Many many years ago now I spent a while working on the Internet Identity management problem. In fact I have a whole category with postings I did during that period. Boy, talk about a tough problem!
Back in day one of the problems we worried about a lot went under the name “account linking.” This problem comes up in lots of guises. One most people are familiar with is the problem of removing duplicates from a mailing list. Another is using social security numbers to link together account information. Account linking is one of the corner stones of the privacy problem. Account records are journals of somebodies’ behavior, but if you can’t link that record to them then the privacy question is muted.
As a result of that period I tend to be fastidious, some would say obsessive, about keeping some accounts hard to link. I have a primary user name I use when I don’t care; but otherwise I have distinct user names, passwords, email addresses. I justify this as a hobby, ongoing research in privacy and identity. It’s a pain, but I seem to enjoy that exercise – whatever.
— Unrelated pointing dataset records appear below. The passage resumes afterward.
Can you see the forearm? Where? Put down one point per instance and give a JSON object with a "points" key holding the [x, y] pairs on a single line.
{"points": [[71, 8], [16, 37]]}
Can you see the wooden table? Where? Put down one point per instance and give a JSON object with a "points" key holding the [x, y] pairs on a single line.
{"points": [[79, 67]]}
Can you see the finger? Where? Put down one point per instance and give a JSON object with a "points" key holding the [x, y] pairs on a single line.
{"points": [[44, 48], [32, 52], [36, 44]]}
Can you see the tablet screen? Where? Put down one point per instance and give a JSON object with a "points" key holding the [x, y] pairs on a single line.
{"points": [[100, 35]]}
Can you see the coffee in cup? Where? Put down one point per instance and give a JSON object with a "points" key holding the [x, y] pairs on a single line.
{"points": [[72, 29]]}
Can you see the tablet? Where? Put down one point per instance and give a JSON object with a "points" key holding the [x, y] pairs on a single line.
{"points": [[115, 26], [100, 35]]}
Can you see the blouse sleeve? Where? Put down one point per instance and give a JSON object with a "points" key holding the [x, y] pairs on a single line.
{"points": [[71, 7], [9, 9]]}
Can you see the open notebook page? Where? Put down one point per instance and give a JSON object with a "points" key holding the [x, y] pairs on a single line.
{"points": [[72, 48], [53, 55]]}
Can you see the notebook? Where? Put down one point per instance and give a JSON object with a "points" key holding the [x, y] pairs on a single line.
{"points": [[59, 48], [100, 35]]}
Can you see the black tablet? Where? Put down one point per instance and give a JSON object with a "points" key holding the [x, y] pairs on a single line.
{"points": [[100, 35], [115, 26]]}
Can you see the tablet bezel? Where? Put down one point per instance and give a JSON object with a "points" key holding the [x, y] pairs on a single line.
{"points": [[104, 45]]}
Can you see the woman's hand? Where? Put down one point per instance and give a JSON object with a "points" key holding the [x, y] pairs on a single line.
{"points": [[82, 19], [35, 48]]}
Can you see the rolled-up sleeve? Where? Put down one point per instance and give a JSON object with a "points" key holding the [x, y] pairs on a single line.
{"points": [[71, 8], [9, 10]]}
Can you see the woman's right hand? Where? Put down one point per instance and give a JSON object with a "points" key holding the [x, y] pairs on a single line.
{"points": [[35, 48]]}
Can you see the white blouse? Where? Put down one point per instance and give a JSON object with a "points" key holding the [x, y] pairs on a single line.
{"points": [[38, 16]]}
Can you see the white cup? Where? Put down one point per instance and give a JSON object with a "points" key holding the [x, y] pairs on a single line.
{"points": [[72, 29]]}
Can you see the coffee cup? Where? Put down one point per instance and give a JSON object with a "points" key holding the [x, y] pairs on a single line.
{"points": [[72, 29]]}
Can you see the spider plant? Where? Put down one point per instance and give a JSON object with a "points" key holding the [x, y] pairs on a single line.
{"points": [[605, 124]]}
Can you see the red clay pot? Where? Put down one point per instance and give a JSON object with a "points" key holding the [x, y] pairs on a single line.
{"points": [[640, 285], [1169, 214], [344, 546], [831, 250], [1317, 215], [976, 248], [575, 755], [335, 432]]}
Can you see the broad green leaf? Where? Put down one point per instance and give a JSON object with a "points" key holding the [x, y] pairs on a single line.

So it was with some amusement that I received an email from some valley startup that has offers a service for your inner stalker. Of course they advertise it as a way to follow your friends, yeah right. What they appear to have built is a scheme for doing account linking that is based on both the usual heuristic’s approaches (such as those seen in mailing list de-duping) and a modicum of social engineering. The later part is clever, if vile, they get your “friends” to link your accounts.
The email I got told me that they and my “friends” had figured out four different accounts I have; flicker, digg, pandora, and stumbleupon. Only one of these was interesting. The account they had uncovered for me at digg was one of the ones where I thought I had made it resistant to casual linking.
Their email went on to say; and I love this in a eye-rolling way: “you would like to make these accounts private, please change the privacy settings on the original network and Spokeo will update its search results to reflect your changes.”
So I head off to Digg to see if I can see what I missed. Digg has a complex page of privacy settings, it’s one of dozens of pages in their account management UI. At the bottom of that page is a toggle for advanced settings. Inside that is a toggle to disable finding me using my email address. I hadn’t set that. So I’d guess is that the stalker service is polling every email address they harvest to discover digg accounts. Digg and I slipped up, but at least we were trying.
Did I mention that this problem is hard? I’ve grown increasingly doubtful we can solve this one. But yeah, what choice do we have but to try?